GraphMineSuite

k-Clique Counting

k-Clique Counting

In this guide we discuss how to use the implementations of Danisch et al.'s k-clique counting algorithm.

The algorithm builds for each node in the current graph a subgraph induced by its neighbours. Then it recurses on the subgraphs and, at the last level, counts the k-cliques.

The k-clique benchmarks are built with the pipeline benching-variant. For more information see Pipeline Interface

Building

Note that the verifier is the original plain C code by Danisch et al., whereas the actual kernels are optimized and slightly adapted C++ reimplementations. The verifiers work in Debug and Release mode.

Running

The k-clique kernels require as input an undirected, unweighted graph and the size of the cliques that should be counted. Below is an excerpt of the available options. Call any of the kernels with -h to see the full list of available options.

OPTIONS
-t, --threads
specify the number of threads used
-n, --num-trials
number of iterations for the benchmark
-p, --param set kernel specific parameters
clique-size=, cs=
the clique size (default: 8)
-f, --file read graph from the specified file
-g, --gen generate graph with the specified generator
<scale> size of the generated graph = 2^scale

As you can see, there is one benchmark-specific parameter for k-clique counting.
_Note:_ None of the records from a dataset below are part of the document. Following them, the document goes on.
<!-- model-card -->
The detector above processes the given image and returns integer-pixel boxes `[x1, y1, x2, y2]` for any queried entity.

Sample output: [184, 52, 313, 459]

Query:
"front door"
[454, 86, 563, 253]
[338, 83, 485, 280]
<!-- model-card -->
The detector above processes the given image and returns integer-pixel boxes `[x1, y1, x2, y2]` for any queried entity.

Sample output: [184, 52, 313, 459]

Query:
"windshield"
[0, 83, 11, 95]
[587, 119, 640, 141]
The syntax to specify it is -p cs=5.

Graph representation

The default graph representation is CSRGraph, which can be specified by the CGraph template parameter. Be aware, that changing the graph representation also requires changing the subgraph builders (see below) and kernel code. As the kernel currently relies on reordering the neighborhoods with swaps, currently the only supported graph for k-clique counting is CSRGraph. Compressible graphs don't support this operation at this time, and would thus require a strategy with an additional index vector for the ordering information.

To use a new representation, change in k_clique_list/clique_counting.h a function pointer to use your desired graph representation:

// old
template <class CGraph = CSRGraph>
constexpr auto NP_kclisting
= Parallelize::node<Builders::SubGraphBuilder<CGraph>, KcListing<CGraph>, CGraph>;
// new
template <class CGraph = CUSTOM_GRAPH<NodeId>>
constexpr auto NP_kclisting
= Parallelize::node<CUSTOM_BUILDER<CGraph>,KcListing<CGraph>, CGraph>;

Using different preprocessing functions

Danisch's algorithm relies on a directed acyclic graph (DAG) to correctly count all k-cliques. The properties of the DAG (such as maximal out-degree and degree distribution) influence the performance of the algorithm. The default is a degeneracy order.
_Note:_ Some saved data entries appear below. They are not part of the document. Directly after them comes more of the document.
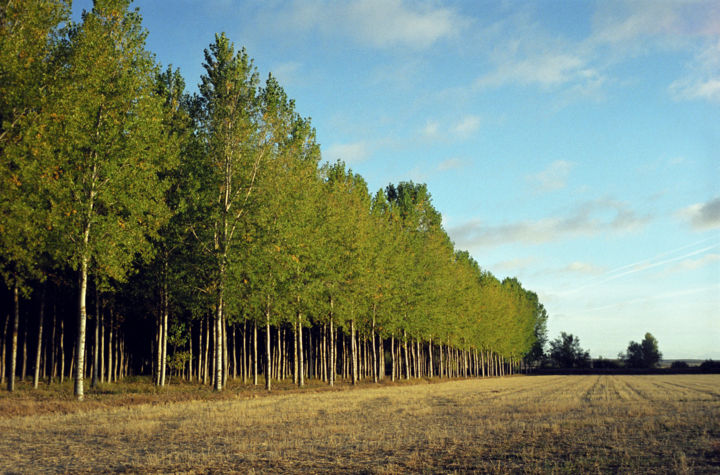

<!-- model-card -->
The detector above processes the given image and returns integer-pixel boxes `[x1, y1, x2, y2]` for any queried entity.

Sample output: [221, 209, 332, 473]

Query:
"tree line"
[1, 0, 548, 400]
You can replace it by any scheme that ranks the vertices according to a total order. Take a look at the preprocessing functions of the CliqueCountPipeline class in k_clique_list/bench_helper.h for reference.

Using different parallelization schemes

Danisch's recursive counting kernel is parallelized in two ways:

  1. over the nodes
  2. over the edges
  3. mixed over the nodes and edges (Note: this is untested) To add your own parallelization scheme, implement it with the following interface:
template<typename Builder_T, typename Counter_T, typename CGraph = CSRGraph>
unsigned long long CustomParallel(CGraph& g, const CLApp& cli);

For your own convenience, you can define a new function pointer for it in k_clique_list/clique_counting.h or directly call the function.
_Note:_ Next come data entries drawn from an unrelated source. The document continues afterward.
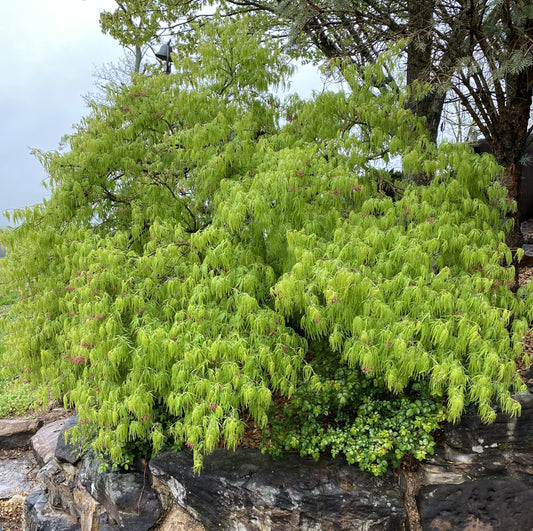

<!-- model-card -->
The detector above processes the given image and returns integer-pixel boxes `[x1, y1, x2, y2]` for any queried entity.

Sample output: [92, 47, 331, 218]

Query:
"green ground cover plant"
[263, 342, 447, 475]
[1, 19, 532, 474]
[0, 375, 36, 418]
[0, 287, 37, 417]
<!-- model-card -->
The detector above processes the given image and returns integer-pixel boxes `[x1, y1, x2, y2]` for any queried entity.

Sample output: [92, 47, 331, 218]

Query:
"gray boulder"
[444, 392, 533, 455]
[78, 454, 162, 530]
[418, 478, 533, 531]
[31, 418, 67, 467]
[24, 487, 79, 531]
[55, 417, 82, 465]
[150, 448, 406, 530]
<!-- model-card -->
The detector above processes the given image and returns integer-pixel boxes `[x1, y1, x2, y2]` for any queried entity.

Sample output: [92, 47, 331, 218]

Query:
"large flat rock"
[0, 450, 37, 500]
[0, 418, 43, 450]
[150, 448, 406, 530]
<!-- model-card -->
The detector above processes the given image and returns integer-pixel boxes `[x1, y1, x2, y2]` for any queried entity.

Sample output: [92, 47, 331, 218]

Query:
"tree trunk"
[134, 45, 142, 74]
[406, 0, 442, 145]
[488, 61, 533, 248]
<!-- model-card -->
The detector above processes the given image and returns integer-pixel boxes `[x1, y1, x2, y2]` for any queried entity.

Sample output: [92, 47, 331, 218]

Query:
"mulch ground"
[0, 497, 24, 531]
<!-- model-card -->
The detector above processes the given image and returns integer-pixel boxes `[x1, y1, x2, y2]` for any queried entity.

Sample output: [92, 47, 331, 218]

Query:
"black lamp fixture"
[155, 41, 172, 74]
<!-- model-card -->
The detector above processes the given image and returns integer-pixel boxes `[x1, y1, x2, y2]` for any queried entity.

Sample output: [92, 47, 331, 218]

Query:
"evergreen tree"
[99, 0, 533, 220]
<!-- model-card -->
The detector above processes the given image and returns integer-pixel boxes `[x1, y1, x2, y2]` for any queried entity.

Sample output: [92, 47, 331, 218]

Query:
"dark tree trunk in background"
[484, 33, 533, 244]
[406, 0, 444, 146]
[489, 81, 532, 247]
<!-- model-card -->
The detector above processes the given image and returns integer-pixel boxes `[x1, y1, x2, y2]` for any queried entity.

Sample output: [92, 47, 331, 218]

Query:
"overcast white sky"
[0, 0, 123, 228]
[0, 1, 322, 229]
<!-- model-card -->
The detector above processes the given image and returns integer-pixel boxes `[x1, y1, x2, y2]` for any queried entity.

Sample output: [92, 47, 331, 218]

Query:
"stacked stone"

Using different subgraph builders

Danisch's algorithm relies on induced subgraphs, the construction of which potentially heavily influences the runtime. There are two subgraph builder classes available in k_clique_list/parallelizationStrategy/:

  • SubGraphBuilder: Builds the direct induced subgraph. Only includes the out-edges
  • SubGraphBuilderWInverse: Builds the direct induced subgraph. Also includes the in-edges. Both classes are able to build the subgraphs induced by the neighborhood (out-edges) of a vertex or the common neighborhood of two vertices (ideally belonging to the same edge, though this is not strictly required). To add your own subgraph builder, its best to adhere to the interface defined by the existing classes.